The overall goal is to allow AI to operate in sync with the Operators that use the AI, and to DEcentralize AI profiling, as the centralization and general application of rules inevitably results in inaccurate profiles of people. Not only this, but the view from the AI’s larger, more general perspective is likely causing it to become more de-coherent with human reasoning, motivations, and underlying purpose for behavior. I believe this new data perspective will be important in AI’s overall progression in understanding our behaviors… but there are 0bvious risks with all of this. So it ALL needs to be explored and we need to reasonably mitigate for these issues. Security and Privacy are big ones, clearly.

The way I see it, human data such as human experiences and human responses to those experiences (such as emotional, psychological, social, etc) needs far greater accuracy in order to solve AI alignment. We have a very serious issue with hyper-intelligence forces that are performing badly in terms of emotional, motivational, and personality quotients… controlling essentially all the information being put out as well as the daily interactions that are known to the world. AI is our human record-keeper, and we are failing our duty to give accurate record.

But even if we obtain a perfect record, or nearly perfect, we still need to resolve the issue of who should be made aware of what, and how that process is done (as well as future modifications to the process, if any) would also need to be discussed.

Truthfully, the project is quite immense in overall scope. I want to address the big problems people say “Sure, 0bviously we need to do that, but it’s too big to work on”. Because while it may be big, we have tools to handle things like this. I just think the conversation has been private and localized for far too long, and when it is taken to the internet, it is often disorganized and chaotic in nature. But there is reason in all of the chaos, just a bit harder to extrapolate. I want to work with AI tools to plan for these issues and mitigate for it as much as possible, while also developing solutions that are separate from market influence as much as possible, so as to not artificially modify project alignment.

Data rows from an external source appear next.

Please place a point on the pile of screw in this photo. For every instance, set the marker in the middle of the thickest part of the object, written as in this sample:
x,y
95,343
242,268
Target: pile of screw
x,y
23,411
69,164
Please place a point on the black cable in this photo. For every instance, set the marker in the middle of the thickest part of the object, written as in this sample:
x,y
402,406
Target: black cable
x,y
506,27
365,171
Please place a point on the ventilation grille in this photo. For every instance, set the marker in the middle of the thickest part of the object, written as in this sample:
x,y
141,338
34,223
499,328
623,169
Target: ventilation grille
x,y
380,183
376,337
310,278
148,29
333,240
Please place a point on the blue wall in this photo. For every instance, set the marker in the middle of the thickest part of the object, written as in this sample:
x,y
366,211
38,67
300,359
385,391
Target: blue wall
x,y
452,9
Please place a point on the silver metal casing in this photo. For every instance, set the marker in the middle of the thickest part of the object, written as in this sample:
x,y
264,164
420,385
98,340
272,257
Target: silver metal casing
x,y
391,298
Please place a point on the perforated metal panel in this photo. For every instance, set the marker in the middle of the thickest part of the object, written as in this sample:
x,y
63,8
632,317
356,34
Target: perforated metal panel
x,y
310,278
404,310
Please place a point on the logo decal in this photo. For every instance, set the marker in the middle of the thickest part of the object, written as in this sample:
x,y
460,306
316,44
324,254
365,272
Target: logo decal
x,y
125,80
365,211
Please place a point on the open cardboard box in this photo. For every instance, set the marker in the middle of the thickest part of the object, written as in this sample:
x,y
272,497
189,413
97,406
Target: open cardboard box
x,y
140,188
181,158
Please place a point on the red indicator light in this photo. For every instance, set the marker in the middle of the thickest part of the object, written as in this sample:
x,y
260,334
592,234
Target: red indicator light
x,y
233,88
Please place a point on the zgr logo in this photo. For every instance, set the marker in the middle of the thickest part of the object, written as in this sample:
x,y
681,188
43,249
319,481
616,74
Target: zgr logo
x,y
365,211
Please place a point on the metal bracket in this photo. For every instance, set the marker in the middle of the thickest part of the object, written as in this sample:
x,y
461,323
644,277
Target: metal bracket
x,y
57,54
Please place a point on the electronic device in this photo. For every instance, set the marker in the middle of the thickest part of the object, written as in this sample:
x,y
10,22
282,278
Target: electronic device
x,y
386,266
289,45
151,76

This means that it will, at least in some capacity, need to operate as a non-profit or even volunteer-based work. I believe I have identified the correct public sectors that could reasonably be involved in the project work at various stages, with the overall goal of giving every individual in the world opportunity and complete capacity to provide help to the work as it aligns with them, receive help from the work in general, as well as provide opportunities for individuals to align with project goals in an environment with greater collaboration and cooperation for positive outcomes.